Sir: Douglas Murray wonders what would have happened if a Conservative chancellor had announced the removal of the winter fuel payment (‘Labour’s age of miracles’, 31 August) and speculates about the reaction. No such speculation is needed: the Conservative manifesto of 2017 stated that it would means test this benefit, as Labour is now doing.

The Labour party’s reaction was to publish research stating that up to 4,000 pensioners’ lives would be at risk and add that ‘pensioners in our country will struggle to heat their homes’ (the then shadow chancellor John McDonnell, as widely quoted in the press). No journalist has yet put this to the government. Does the government agree with its party’s research then, and if not, how is it different now? Will pensioners struggle to heat their homes?

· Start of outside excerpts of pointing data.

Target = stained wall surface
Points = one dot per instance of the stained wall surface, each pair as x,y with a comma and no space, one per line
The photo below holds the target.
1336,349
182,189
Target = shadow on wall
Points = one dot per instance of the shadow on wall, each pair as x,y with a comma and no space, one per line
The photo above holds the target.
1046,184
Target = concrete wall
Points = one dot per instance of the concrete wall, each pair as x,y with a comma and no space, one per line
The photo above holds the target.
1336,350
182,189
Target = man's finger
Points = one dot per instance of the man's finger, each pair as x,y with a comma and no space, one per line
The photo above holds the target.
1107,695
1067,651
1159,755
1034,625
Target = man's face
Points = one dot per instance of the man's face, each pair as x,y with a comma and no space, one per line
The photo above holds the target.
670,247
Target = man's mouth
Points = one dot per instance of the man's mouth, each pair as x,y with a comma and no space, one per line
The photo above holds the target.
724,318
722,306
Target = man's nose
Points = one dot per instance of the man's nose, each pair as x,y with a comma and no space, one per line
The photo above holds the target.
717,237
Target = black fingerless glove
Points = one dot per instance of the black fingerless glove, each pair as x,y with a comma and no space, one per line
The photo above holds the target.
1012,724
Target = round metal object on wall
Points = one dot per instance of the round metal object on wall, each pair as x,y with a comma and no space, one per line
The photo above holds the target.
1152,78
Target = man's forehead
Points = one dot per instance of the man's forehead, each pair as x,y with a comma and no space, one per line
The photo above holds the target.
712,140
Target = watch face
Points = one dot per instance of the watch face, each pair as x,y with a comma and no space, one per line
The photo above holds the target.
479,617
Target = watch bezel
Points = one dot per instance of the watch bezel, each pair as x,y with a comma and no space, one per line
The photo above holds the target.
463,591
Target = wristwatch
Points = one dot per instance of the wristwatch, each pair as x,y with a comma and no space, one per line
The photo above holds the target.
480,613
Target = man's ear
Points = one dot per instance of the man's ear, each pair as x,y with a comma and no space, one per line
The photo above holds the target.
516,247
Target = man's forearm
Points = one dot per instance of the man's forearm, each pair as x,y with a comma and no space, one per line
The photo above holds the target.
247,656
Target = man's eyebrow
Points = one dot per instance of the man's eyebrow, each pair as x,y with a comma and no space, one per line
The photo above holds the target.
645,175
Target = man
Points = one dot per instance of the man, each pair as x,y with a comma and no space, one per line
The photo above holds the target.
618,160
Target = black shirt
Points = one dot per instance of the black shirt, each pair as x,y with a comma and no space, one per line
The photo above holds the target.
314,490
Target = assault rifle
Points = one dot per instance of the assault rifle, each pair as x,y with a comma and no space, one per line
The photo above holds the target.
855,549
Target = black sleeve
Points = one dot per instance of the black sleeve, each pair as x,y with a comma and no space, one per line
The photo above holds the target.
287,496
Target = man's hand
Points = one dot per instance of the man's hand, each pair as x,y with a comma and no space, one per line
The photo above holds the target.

Similarly, the Conservative 2017 manifesto pledge to change social care arrangements was howled down as a ‘dementia tax’. The Labour proposal in the same fiscal statement as the one cutting the winter fuel payment did something similar. This has received even less attention than the fuel benefit. Perhaps Douglas would have done better to wonder at the non-reaction to this.

Trevor Pitman

Beckenham, Kent

Letby and statistics

Sir: I fear that Rory Sutherland has fallen for the myth that Lucy Letby was convicted because of ‘statistics’ (The Wiki Man, 31 August). Once it was established that someone was deliberately harming children on the ward – a fact that Letby herself conceded – it was highly relevant that she was the only person who was always present. Other evidence presented at the trial, such as her falsification of medical records, strengthened the case but none of this had anything to do with statistics.